Archive for March, 2009


From the Bay to St Maarten RYM clients had a great March!

March 31, 2009   

The following is from Latitude 38 – San Francisco’s best sailing magazine..

Spring Keel – San Francisco

In the 23-boat J/105 fleet, Adam Spiegel’s Jam Session played the tune of a consistent 1-1-3 to finish six points clear of the runner-up, Scooter Simmons’ Blackhawk. But while the Jam Session crew of Dave Kelly on bow, Geoff Papilion trimming, Guillemette Brouillat Spiegel in the pit, Jim Barkow on strategy and Ken Turnbull on main and tactics — may have won going away, they almost didn’t make it to the start of the first race after their collision at the Big Daddy Regatta a week before. “It was only due to a bunch of hard work by our rigger, Ashley Perrin, that we got the boat back together,” Spiegel said.

Heineken Regatta – St Maarten

If we were to win our class at Rolex Big Boat Series, we’d probably celebrate by hitting up the Marina district’s watering holes. When Barry Lewis and his gang on Chance took the J/120 title last year, he decided to go sailing. But instead of taking a victory lap around St. Francis, Lewis opted for a decidedly warmer venue — St. Maarten and the 2009 Heineken regatta.

“After a few years of losing out at Big Boat Series in the final seconds of the last race, or on a count-back, we had the motive to celebrate,” Lewis said. “The Heineken Regatta was our opportunity.” Two years ago, Lewis had the chance to sail on Royal Ocean Racing Club Commodore David Aisher’s Rogers 46 Yeoman XXXII at the BVI Spring Regatta. When he found out from the boat’s captain, the Bay Area-based Ashley Perrin, that it was available for charter for the Heineken regatta, he jumped at the opportunity, to sail the all-carbon speedster.

“It’s an asymmetrical boat with a sprit,” Lewis said of the comparison between the Rogers 46 and Chance. But despite the five or so feet of length difference, the boat is way different from a J/120. For one thing, it’s a lot lighter. “The boat weighs significantly less than a J/120,” he said. “If the breeze gets up to 18 knots, it’ll plane and you’re doing 20-25- knots.”

Actually, they figured the boat out quickly enough to take second in Spinnaker 2, just behind Ron O’Hanley’s canting-keeled Cookson 50 Privateer and just ahead of Peter Peake’s R/P 44 Storm. And they didn’t just do it in hohum conditions either. “The weather was cooperative,” Lewis said. ” A front came in Thursday night and Friday’s first race — around the island — had been forecasted to be in 20 knots. By the time we got around to the windward side of the island it was blowing 28-35 knots. On Saturday we sailed windward/leewards in flat water off the leeward side of the island with breeze in the high-20s and low-30s. They sent us up the east side of Island and back on the last day in 20- to 25-knots and we had a great ride home. It was a lot of fun.”
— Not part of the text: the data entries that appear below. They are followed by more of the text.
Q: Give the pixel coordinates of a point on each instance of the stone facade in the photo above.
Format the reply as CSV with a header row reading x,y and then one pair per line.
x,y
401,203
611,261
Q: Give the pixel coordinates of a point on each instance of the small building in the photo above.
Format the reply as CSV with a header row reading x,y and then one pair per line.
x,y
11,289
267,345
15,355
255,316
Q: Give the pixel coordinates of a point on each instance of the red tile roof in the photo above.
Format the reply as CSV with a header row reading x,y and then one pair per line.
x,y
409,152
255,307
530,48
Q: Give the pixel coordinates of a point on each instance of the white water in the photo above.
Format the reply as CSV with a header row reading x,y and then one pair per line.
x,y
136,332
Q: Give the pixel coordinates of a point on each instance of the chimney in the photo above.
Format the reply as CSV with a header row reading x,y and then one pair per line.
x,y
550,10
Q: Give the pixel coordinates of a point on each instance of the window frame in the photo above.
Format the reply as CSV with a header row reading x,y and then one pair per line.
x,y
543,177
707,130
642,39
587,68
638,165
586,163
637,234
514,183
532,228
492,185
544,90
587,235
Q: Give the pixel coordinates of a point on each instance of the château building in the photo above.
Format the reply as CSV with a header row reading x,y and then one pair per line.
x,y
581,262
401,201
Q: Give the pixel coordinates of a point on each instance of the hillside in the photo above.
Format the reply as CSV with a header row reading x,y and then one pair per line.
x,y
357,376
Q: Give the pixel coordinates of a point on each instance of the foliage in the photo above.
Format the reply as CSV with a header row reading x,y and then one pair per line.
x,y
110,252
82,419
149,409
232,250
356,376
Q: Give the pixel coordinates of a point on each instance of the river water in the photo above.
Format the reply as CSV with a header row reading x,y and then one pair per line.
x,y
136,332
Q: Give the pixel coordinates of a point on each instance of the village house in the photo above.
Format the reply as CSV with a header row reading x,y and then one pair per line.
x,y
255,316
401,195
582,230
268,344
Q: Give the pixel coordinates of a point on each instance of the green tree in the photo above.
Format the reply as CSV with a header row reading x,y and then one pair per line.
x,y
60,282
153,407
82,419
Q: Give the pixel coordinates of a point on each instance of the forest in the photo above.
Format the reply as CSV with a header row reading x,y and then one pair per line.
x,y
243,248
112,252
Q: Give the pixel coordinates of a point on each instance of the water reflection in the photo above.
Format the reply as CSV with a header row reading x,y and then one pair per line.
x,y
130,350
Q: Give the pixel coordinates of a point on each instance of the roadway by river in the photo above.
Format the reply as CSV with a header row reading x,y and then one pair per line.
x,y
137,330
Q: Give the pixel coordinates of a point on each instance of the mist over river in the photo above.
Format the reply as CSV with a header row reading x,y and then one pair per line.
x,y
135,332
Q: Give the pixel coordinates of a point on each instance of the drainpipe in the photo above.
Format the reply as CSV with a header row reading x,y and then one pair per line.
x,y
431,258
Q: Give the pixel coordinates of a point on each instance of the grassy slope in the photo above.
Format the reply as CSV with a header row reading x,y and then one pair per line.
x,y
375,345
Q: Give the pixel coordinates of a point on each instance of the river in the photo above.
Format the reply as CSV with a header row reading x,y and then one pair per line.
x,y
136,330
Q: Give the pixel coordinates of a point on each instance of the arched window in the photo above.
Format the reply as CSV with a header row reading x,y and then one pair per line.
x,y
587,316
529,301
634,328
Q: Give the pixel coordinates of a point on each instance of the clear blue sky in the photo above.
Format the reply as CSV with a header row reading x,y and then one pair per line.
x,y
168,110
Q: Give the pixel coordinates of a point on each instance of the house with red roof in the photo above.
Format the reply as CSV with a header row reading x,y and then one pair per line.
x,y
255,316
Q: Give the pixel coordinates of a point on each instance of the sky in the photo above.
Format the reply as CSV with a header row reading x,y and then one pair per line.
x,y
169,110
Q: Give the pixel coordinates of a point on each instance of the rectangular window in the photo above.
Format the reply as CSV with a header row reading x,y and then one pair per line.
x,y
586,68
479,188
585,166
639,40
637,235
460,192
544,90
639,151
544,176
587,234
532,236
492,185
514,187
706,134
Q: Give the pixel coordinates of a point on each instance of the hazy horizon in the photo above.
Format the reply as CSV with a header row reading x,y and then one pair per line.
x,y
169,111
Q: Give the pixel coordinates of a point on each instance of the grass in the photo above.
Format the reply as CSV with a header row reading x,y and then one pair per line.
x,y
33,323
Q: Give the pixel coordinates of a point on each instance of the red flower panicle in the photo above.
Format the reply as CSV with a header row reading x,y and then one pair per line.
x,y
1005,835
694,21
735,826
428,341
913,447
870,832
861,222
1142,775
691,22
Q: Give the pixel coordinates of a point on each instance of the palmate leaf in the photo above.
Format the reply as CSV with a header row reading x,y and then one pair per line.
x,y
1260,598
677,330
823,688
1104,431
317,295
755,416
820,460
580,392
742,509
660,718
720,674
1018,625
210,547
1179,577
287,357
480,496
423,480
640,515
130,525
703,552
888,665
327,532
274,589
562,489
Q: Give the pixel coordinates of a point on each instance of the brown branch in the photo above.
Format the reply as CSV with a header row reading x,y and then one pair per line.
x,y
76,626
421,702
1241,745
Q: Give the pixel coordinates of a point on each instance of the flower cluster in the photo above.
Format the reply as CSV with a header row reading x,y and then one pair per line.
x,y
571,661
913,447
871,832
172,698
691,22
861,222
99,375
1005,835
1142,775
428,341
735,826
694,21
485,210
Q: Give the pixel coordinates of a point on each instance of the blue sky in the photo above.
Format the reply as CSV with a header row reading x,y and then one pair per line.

Now, given that Lewis’s, home waters on the Bay can be pretty breeze-on for most of the summer, this might not sound like a huge learning curve to climb. “There certainly are differences, but the combination of having spent a week and half on the boat in the BVI, plus the fact that all of us have sailed together so much meant we got better over the course of the week.”

Lewis decided to recruit crew for the event from within the Chance family. In addition to Perrin, he brought along his son Blake to grind, tactician Doug Nugent, main trimmer Aaron Elder, trimmers Matt Gingo and Michael Redmond, David Krause on the bow and Bryan Murdoch, Seamus Wilmot, Sean Ross, and Mark Ruppert who filled in between. The only non-regular was Lu Ann Bell, who usually races on the competition — John Wimer’s Desdemona — back home.

“The crew I have on Chance has been around for years,” Lewis said. “Everyone loves sailing together, and this was a great opportunity to not only sail together, but just hang out with each other. It was a great time; I wish I could go do it again next week!”

Midnight Marine


11:30pm last night I was on my back under the bulb of Yeoman with a long board sanding down the fairing job after a very long day.

Up early to load the boat and leave by 8:30 from St Thomas. 3 hour transit to Nanny Cay Marina where we unloaded at the dock and cleaned the boat inside cleared customs and immigration registered to race and moved to the haul out slip all by 1:30pm. 

Getting into the haul out requires everyone out on the end of the boom and a rib to haul us over with the halyard. Once we are past C dock we then have to moved a powerboat off the dock and walk ourselves along the dock, we then have a foot and half of water under us to get to the haul out slip.  

By 4pm we had undone the bolts  holding the bulb on the fin and had the keel off checked for damage and then rebedded the bolts and tightened the nuts back on. We needed some expanding foam to put around the nuts so that we could then fair over the bolts. Finding  a can of spray foam was not possible so we ended up with a two pack solution which was messy to say the least!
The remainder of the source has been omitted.